Author and Theologian Leonard Sweet says that everything in the Bible ultimately points back to the Garden. I’m inclined to agree. Here’s an example.
St. Justin Martyr, an early church father, says the following about baptism:
… at our birth we were born without our own knowledge or choice … but may become the children of choice and knowledge (through the sacrament of baptism) …
Basically what he’s saying is that when we’re born, we’re dependent on others for everything. We rely on them to be clothed, fed, protected, and they make all of our decisions for us. In good old evangelical-speak, we are living before the “age of accountability,” at which point we’re held responsible for our own actions and decisions.
But more simply, once you know better, you’re held accountable for doing better. Until then, you live in a state of dependent, blissful ignorance. But once your eyes are opened and once you take on the mantle of understanding the differences between right and wrong, and how your choices affect yourself and others, you’re accountable for those choices and actions.

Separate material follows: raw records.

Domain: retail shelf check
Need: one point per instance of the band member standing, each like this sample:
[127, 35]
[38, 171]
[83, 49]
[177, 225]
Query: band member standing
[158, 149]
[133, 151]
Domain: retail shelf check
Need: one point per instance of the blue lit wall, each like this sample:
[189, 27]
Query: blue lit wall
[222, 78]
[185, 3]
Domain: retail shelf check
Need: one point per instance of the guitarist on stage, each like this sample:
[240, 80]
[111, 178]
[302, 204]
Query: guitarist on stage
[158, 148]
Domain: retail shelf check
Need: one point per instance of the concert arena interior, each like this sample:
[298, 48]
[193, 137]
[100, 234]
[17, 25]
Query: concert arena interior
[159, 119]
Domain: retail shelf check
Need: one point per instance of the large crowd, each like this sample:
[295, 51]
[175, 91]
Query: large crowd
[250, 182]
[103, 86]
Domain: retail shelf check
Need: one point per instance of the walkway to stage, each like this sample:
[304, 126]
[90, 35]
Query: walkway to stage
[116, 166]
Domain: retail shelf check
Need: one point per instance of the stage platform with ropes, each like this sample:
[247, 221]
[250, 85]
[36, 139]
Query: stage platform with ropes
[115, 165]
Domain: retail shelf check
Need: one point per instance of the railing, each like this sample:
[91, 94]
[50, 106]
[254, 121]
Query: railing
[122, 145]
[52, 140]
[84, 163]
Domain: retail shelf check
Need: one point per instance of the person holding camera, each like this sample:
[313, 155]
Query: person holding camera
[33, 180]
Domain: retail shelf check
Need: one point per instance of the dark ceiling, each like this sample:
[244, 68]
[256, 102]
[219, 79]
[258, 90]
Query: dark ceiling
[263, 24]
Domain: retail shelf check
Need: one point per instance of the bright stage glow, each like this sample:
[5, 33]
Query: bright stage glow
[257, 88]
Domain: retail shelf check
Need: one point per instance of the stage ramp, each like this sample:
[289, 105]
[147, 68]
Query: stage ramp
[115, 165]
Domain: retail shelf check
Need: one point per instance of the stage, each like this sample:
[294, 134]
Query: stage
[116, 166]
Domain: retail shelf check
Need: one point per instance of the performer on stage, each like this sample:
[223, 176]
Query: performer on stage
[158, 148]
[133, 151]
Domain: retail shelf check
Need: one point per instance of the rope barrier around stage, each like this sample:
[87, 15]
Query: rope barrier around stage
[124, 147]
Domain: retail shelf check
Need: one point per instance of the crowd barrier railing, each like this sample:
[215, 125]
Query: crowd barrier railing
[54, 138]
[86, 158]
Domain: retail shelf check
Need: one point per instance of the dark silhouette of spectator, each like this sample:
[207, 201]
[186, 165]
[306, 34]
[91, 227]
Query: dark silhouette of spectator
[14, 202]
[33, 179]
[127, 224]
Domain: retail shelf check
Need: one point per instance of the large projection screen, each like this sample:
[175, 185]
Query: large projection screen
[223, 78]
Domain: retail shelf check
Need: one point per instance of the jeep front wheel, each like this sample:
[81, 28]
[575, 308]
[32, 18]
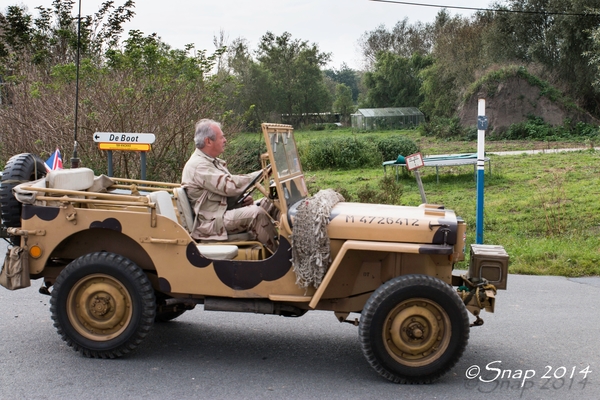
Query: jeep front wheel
[413, 329]
[103, 305]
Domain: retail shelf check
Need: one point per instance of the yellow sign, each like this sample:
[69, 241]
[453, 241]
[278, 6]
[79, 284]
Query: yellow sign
[125, 146]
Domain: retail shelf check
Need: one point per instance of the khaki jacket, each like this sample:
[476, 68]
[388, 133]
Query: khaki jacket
[208, 183]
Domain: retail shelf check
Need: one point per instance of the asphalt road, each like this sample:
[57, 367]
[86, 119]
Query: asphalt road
[539, 344]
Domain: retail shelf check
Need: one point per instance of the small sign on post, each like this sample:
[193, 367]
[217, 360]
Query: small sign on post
[413, 163]
[125, 142]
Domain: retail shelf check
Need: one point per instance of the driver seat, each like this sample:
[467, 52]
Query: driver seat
[187, 217]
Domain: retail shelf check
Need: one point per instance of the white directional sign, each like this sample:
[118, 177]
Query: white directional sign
[119, 137]
[414, 161]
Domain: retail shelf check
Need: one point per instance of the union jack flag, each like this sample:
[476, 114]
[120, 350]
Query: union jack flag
[55, 161]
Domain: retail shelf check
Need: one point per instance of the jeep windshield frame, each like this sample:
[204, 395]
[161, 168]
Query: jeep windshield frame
[285, 161]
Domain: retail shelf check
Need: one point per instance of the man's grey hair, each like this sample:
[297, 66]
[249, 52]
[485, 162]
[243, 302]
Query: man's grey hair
[204, 130]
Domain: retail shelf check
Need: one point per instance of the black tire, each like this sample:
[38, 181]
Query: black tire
[413, 329]
[103, 305]
[20, 168]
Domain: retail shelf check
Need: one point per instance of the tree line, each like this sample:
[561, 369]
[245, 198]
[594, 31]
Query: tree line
[134, 82]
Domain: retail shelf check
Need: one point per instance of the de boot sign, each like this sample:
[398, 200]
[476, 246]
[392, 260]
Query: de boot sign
[129, 138]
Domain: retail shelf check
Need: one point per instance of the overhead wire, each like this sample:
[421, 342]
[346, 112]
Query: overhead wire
[410, 3]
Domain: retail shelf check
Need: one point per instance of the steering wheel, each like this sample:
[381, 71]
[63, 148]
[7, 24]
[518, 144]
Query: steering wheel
[236, 202]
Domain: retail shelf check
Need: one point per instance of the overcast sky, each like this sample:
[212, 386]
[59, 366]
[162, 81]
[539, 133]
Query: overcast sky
[335, 25]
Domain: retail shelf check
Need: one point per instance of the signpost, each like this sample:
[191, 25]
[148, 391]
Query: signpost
[414, 162]
[482, 125]
[125, 142]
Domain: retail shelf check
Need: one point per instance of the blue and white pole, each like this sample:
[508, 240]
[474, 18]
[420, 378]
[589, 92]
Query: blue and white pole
[482, 125]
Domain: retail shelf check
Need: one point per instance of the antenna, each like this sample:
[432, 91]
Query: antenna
[75, 159]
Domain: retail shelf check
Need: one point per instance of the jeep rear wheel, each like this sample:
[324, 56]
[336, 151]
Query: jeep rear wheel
[413, 329]
[103, 305]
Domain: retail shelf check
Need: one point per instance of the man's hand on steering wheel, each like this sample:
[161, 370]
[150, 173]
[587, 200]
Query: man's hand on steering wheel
[245, 199]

What Martyr is saying is that baptism is an outward symbol of an inward commitment to act and chose differently. We know better, so we’re committing to doing and being better. Knowledge precedes both the privilege and responsibility to choose our own way, to own it, for better or worse. Yes, we may be children of choice and knowledge prior to the actual act of being baptized, but we’re acknowledging it to the community of witnesses that we’re this journey of choice and knowledge, and we’reasking them to hold us accountable to that.
When Adam and Eve eat from the Tree of Knowledge in the Garden of Eden, the deed actually is done, so to speak, before they take a bite of fruit. They both know better before they do the deed, but they do it anyway. But like baptism, eating the fruit is an outward expression of an inward choice. And although the law in our culture says that ignorance is no excuse, sin is a little bit different. The truly sinful act takes place when we know better but don’t do better.
And what happens then? We’re aware not only of our transgression; we are aware of our own self-deception, a betrayal of ourselves, our own dignity and promise to ourselves. It’s breaking a social and spiritual contract but, perhaps even worse, it represents a broken personal contract.
This is what happens with Adam and Eve in the Garden. God tells them what not to do and why, and so they know better. They have a choice, but they also have knowledge. Therefore they were baptized by God, in a sense, into accountability. There was an expectation – a contract – and they were expected not to violate it. And of course they did, because they, like we, have to learn the hard way, it seems.
When we are baptized into choice and knowledge, the bittersweet subtext to it is that we, God, and everyone witnessing knows we will break the contract. We’ll screw up. A lot. Over and over and over. But the good news is that grace is a renewable resource (thank God!). Though the hope is that all will be wine and roses following baptism, we all know it won’t be. The key, then is not to give up and turn inward, feeding a self-destructive narrative of inevitable failure when we do.
We get up, admit our shortfall, and try again. And again. And again …
Being born into truth and knowledge comes with a terrifying degree of responsibility, but it some with an abundance of grace as well. Since the beginning, it’s been this way. We don’t need the ritual of baptism to make it so, but it means we’re willing to acknowledge our part in doing better while knowing better, accepting the gift of grace at ever misstep along the way.